At common law, extortion was an offense committed by a public official who took "by colour of his office" 4 money that was not due to him for the performance of his official duties.5 A demand, or request, by the public official was not an element of the offense.6 Extortion by the public official was the rough equivalent of what we would now describe as "taking a bribe." It is clear that petitioner committed that offense.7 The question is whether the federal statute, insofar

3 Or, as Justice Frankfurter advised, "if a word is obviously transplanted from another legal source, whether the common law or other legislation, it brings the old soil with it." Frankfurter, Some Reflections on the Reading of Statutes, 47 Colum. L. Rev. 527, 537 (1947).

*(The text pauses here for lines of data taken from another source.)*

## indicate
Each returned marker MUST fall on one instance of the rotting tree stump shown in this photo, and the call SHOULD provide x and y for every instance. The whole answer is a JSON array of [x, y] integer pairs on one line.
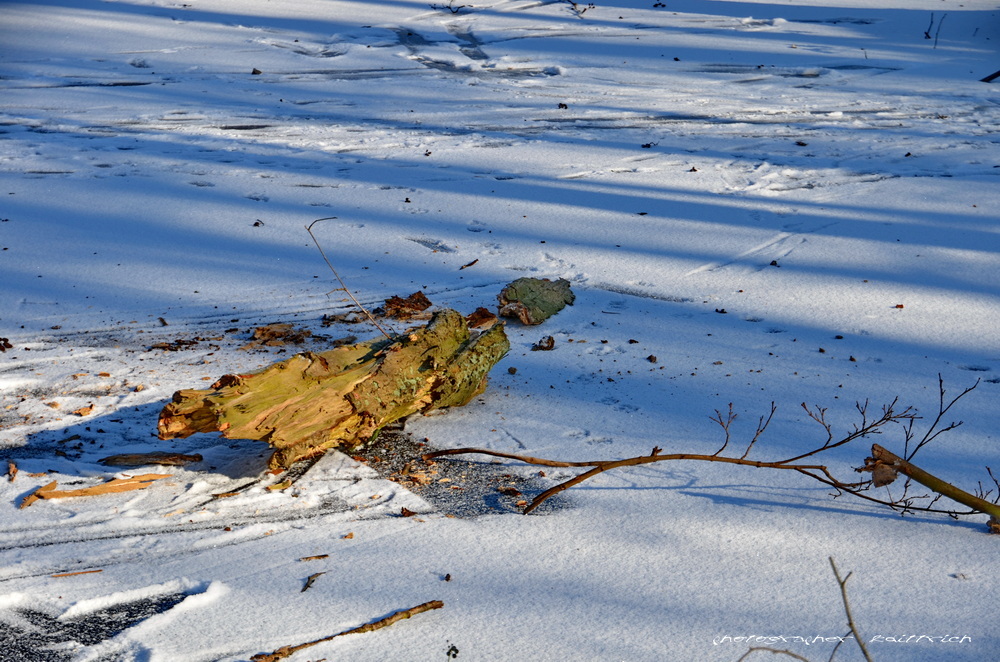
[[341, 398]]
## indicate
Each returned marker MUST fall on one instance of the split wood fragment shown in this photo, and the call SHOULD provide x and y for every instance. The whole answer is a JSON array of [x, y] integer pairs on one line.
[[286, 651], [156, 457], [341, 398], [112, 486]]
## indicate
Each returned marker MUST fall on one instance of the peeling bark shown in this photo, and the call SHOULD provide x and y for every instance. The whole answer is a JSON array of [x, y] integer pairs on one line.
[[341, 398]]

4 Blackstone described extortion as "an abuse of public justice, which consists in an officer's unlawfully taking, by colour of his office, from any man, any money or thing of value, that is not due to him, or more than is due, or before it is due." 4 W. Blackstone, Commentaries *141 (emphasis added). He used the phrase "by colour of his office," rather than the phrase "under color of official right," which appears in the Hobbs Act. Petitioner does not argue that there is any difference in the phrases. Hawkins' definition of extortion is probably the source for the official right language used in the Hobbs Act. See Lindgren, The Elusive Distinction Between Bribery and Extortion: From the Common Law to the Hobbs Act, 35 UCLA L. Rev. 815, 864 (1988) (hereinafter Lindgren). Hawkins defined extortion as follows: "[I]t is said, That extortion in a large sense signifies any oppression under colour of right; but that in a strict sense, it signifies the taking of money by any officer, by colour of his office, either where none at all is due, or not so much is due, or where it is not yet due." 1 W. Hawkins, Pleas of the Crown 316 (6th ed. 1787).

5 See Lindgren 882-889. The dissent says that we assume that "common-law extortion encompassed any taking by a public official of something of value that he was not 'due.' " Post, at 279. That statement, of course, is incorrect because, as stated in the text above, the payment must be "for the performance of his official duties."

6 Lindgren 884-886.

7 Petitioner argued to the jury, at least with respect to the extortion count, that he had been entrapped, see App. 20; however, in light of the jury's verdict on that issue, we must assume that he was predisposed to commit the crime.